I’ve had this book on my shelf for some two years, but hesitated reading it because well, from some reviews it just sounded too gimicky. It was- and it wasn’t. Very clever the wordplay, plenty of charm and humor throughout and yet how sobering the underlying message. The premise starts out with something rather ridiculous- there’s a small self-governing island where everybody loves language and letter-writing. It was founded by the man who created the famous pangram (a sentence using all the letters of the alphabet) the quick brown fox jumps over the lazy dog. He’s so revered there’s a statue to him with the sentence below in tiles. One day a tile falls off: the letter Z.
Ella Minnow Pea has been reviewed all over the book blogs. Below is just a sampling:
7 Responses
What a strange plot that is. Can't say I've ever run into anything remotely like it, so I'll see if my library has it…but they probably won't because libraries seem to have a pretty high turnover rate these days unless the book is by some famous author or became a bestseller when published. Well, we'll see.
Well, I'm shocked…my library system DID have it, and I've even found that five other people are ahead of me waiting on it. Nice surprise.
It was pretty popular when it first came out- I felt like I was the only one who hadn't read it yet! Will look for your take on it- the wordplay is fun and the degradation of people's lives alarming, if you can just get past the rather ludicrous premise.

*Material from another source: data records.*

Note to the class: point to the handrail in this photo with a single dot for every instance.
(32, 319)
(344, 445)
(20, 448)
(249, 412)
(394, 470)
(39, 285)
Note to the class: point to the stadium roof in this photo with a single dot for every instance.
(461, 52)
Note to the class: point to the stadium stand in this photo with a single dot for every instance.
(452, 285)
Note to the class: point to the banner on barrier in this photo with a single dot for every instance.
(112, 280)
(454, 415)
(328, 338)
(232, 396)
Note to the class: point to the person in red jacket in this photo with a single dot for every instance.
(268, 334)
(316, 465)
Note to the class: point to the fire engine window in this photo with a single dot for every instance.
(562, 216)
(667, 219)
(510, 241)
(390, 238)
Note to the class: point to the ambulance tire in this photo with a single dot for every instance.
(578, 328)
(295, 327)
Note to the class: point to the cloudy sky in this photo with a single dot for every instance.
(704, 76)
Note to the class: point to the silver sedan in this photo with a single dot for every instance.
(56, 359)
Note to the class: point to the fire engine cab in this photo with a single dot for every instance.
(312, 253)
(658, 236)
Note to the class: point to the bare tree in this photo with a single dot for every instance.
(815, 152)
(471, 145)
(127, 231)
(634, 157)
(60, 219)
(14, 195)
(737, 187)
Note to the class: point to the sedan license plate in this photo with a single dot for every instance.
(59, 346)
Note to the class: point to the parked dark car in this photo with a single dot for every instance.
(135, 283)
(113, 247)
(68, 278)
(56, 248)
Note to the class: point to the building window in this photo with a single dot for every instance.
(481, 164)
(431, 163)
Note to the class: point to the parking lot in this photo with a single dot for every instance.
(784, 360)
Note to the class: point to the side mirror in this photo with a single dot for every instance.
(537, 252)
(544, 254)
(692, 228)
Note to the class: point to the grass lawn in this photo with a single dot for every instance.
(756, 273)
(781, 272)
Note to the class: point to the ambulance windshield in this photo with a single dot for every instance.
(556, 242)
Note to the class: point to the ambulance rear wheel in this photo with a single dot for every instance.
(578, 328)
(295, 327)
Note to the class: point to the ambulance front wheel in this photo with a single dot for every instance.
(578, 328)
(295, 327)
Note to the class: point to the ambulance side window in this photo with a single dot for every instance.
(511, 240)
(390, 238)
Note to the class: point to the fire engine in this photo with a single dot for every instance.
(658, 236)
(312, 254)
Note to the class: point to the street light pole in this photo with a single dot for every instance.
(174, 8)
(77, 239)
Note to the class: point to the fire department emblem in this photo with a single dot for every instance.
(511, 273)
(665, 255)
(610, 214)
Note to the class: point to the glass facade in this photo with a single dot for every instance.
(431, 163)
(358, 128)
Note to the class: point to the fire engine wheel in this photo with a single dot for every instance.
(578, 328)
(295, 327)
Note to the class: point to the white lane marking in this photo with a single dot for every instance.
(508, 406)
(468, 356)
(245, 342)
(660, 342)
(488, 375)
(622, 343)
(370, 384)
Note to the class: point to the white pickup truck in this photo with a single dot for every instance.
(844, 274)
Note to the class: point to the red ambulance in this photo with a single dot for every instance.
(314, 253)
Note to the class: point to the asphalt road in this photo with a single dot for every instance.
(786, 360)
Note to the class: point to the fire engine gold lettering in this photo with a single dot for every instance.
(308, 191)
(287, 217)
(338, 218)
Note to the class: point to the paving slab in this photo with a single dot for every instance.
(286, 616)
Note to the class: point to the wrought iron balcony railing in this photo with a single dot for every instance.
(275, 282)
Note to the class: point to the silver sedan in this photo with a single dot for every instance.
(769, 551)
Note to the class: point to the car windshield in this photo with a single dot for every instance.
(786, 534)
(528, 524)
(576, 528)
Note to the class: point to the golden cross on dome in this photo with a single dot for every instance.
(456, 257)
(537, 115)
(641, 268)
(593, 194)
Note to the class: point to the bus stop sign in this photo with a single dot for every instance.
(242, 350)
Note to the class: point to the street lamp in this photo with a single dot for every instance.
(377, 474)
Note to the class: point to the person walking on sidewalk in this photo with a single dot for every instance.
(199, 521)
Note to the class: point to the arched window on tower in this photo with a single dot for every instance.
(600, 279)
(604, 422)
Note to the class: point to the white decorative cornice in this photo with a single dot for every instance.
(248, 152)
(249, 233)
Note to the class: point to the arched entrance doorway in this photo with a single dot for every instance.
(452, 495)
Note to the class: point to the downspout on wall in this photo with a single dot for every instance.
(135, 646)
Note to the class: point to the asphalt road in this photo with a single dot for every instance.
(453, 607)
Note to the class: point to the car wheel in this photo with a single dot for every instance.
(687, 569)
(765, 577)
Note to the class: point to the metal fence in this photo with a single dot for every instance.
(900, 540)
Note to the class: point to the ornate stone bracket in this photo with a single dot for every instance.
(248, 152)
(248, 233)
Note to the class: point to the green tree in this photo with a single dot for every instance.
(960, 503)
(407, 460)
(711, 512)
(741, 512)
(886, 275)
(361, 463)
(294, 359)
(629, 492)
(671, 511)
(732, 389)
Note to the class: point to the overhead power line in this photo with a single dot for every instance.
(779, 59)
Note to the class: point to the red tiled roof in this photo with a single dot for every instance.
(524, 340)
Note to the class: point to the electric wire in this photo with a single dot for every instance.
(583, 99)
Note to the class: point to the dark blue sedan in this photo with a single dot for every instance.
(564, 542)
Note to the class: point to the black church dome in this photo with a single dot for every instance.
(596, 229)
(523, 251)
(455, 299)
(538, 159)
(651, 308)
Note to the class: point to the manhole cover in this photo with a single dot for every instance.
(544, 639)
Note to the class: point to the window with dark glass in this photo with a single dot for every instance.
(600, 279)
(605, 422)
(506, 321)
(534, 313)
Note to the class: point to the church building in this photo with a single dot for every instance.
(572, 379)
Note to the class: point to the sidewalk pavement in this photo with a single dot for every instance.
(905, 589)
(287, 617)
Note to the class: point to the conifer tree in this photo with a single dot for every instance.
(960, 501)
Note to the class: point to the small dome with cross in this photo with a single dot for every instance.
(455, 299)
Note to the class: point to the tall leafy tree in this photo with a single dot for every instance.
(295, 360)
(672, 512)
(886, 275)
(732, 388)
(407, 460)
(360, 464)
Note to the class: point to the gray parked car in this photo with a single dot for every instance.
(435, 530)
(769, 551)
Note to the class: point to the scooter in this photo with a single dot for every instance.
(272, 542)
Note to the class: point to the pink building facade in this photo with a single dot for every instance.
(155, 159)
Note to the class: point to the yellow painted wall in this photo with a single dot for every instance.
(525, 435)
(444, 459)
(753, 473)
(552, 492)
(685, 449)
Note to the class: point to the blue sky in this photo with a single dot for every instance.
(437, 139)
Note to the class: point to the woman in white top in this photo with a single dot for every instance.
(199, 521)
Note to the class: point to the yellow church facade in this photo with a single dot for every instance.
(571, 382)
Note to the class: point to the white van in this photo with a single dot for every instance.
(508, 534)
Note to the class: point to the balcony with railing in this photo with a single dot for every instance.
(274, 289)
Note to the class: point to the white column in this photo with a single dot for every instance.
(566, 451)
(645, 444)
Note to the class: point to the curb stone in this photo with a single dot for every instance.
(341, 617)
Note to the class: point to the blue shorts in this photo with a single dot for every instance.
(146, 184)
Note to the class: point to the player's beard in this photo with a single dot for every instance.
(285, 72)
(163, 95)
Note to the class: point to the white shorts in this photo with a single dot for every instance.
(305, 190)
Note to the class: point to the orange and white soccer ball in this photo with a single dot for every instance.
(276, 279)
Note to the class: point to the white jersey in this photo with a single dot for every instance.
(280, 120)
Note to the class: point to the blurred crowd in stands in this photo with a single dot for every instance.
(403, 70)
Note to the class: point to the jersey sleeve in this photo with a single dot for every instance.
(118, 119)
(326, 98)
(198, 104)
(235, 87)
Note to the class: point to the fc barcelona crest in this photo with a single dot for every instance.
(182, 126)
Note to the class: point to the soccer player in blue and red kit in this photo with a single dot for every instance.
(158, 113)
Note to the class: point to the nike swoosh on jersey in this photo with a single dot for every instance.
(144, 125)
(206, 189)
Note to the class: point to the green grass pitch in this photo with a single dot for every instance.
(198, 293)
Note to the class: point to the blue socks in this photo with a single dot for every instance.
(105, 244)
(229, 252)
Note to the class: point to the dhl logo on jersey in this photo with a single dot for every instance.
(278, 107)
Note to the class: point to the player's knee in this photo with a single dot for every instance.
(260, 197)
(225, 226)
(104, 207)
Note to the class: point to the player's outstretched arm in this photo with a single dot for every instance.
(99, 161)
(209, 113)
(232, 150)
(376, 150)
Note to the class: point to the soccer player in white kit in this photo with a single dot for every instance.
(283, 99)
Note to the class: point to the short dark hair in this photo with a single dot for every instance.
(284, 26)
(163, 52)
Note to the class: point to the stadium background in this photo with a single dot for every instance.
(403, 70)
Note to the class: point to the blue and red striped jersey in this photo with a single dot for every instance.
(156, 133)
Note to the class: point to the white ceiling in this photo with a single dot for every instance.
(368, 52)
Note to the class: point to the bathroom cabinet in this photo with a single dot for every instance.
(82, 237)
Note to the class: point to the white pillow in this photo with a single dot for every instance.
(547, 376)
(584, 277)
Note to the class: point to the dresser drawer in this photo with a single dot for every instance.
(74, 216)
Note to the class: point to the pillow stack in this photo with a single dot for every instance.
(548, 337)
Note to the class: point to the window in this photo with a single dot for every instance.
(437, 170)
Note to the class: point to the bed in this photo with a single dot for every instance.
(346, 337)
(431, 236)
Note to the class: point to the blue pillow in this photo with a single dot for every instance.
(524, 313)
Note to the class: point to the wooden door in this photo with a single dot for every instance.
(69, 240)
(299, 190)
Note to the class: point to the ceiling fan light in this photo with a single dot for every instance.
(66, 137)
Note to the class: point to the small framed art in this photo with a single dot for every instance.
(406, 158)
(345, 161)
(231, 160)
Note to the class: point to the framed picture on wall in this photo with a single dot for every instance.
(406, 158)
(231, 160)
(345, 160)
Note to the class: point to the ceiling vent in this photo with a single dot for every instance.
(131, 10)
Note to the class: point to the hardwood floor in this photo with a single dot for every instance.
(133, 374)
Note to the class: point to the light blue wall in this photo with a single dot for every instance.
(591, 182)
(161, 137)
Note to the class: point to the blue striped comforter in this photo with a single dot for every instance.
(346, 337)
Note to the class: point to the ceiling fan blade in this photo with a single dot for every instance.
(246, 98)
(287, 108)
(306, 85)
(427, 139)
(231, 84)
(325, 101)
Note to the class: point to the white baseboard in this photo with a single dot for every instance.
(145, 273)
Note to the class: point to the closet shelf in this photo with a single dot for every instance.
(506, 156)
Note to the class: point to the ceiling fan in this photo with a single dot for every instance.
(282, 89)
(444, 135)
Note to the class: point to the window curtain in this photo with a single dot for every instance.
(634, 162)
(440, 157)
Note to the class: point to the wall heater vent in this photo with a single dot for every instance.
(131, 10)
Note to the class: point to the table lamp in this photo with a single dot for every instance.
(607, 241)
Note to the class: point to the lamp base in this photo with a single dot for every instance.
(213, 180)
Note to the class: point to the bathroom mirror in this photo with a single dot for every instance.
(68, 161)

I really love this book! There's something about it that just makes me smile every time I read it. 🙂
Interesting! I'm not sure it would work for me, I don't like unusual spellings or things written phonetically (I have dyslexia, my brain can't wrap around phonic spelling). But the plot sounds good though!–Thistle
It was pretty fun, wasn't it?
The beginning you might enjoy- as it was mostly wordplay with lots of unusual words- but the ending was a bit of a struggle. I had to focus a lot on the last handful of chapters, but I did like it still. I found it quite unique and it had a lot of messages undercurrent about government control and how much people were able to justify and/or follow the ridiculous edicts.